Loïc Parein: «Ce livre n’est pas une plaidoirie tardive»

sam, 18. juin. 2016

Avocat de Claude D., qui a été condamné en mars dernier pour avoir tué Marie S., Loïc Parein a écrit un livre sur le sujet. Il propose un journal de bord qui commence au lendemain des plaidoiries du procès. Dans cet ouvrage, le sujet principal est bien l’internement à vie et non son client.

PAR VALENTIN CASTELLA

L’affaire Claude D., qui a été condamné à l’internement à vie en mars dernier à la suite du meurtre de Marie S., avait fait grand bruit en Suisse. Avocat du Tourain, Loïc Parein sort lundi un livre intitulé Le premier jour d’un condamné en rapport avec ce procès. Un ouvrage édité par les Editions de l’Hèbe, à Charmey. Sous la forme d’un journal de bord, le Vaudois de 33 ans décrit ses impressions entre les plaidoiries et le verdict. Si l’ombre de Claude D. plane entre les lignes, le sujet principal est bien l’internement à vie.

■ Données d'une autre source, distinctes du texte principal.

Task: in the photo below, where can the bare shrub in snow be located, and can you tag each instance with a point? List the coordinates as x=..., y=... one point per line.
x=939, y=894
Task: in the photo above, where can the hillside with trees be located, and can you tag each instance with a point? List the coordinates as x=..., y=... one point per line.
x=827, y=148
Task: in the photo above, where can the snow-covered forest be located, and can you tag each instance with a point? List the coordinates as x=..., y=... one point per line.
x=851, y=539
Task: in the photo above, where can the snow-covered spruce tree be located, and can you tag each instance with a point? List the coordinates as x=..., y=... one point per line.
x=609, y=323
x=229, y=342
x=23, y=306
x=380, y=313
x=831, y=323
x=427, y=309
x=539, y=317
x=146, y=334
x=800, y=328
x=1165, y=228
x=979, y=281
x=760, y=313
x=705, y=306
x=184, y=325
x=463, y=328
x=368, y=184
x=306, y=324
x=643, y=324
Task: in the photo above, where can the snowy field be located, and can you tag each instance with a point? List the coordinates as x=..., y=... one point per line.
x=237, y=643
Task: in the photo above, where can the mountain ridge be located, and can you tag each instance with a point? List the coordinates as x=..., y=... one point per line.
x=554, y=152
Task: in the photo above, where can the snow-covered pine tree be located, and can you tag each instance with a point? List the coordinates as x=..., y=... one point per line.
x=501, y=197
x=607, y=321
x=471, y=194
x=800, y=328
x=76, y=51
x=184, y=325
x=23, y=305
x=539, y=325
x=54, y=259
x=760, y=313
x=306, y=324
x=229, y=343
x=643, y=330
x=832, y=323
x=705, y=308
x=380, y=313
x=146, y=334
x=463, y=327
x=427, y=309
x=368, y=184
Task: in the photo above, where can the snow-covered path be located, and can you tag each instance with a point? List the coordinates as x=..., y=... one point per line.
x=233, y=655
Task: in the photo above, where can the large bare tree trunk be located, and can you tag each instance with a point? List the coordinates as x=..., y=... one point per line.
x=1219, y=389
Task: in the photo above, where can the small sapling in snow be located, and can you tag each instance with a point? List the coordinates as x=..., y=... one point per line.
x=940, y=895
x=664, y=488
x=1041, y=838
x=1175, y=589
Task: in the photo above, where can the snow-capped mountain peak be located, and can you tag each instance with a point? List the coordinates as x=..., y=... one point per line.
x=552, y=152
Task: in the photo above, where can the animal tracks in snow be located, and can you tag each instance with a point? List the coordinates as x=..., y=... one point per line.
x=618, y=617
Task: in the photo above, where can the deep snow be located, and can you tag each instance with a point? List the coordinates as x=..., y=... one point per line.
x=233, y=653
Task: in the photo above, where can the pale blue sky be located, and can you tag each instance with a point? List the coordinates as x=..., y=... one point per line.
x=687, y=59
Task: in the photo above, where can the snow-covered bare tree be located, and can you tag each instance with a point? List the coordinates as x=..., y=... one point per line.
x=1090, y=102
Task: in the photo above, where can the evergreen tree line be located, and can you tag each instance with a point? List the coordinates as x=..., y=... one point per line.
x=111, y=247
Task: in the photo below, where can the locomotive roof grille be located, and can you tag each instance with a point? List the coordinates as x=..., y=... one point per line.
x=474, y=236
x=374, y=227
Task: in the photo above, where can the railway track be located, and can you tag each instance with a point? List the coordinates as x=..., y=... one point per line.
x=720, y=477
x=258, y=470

Quand avez-vous pris la décision d’écrire cet ouvrage?
Au lendemain des plaidoiries, je me suis réveillé la bouche sèche des mots que je n’ai su dire. J’ai continué à penser au procès, à ce que j’avais pu entendre. J’ai ressenti comme un goût d’inachevé. Comme je savais que cette affaire ne s’arrêterait pas là, j’ai commencé à coucher quelques notes sur le papier, qui se sont, au fil des jours, transformées en un journal ne concernant plus une affaire en particulier. Je me suis alors lancé le défi d’écrire jusqu’au verdict. Cet ouvrage, qui n’est pas une plaidoirie tardive, était une manière d’aller au-delà du combat judiciaire et de défendre des valeurs sous une forme plus libre. Il me semblait, en somme, important d’alimenter le débat ailleurs que dans l’enceinte judiciaire.
 
Claude D. est-il au courant de votre initiative?
Oui, je tenais à ce qu’il soit au courant. Le secret professionnel ne m’autorise pas à dévoiler les discussions que j’ai eues avec lui à ce propos.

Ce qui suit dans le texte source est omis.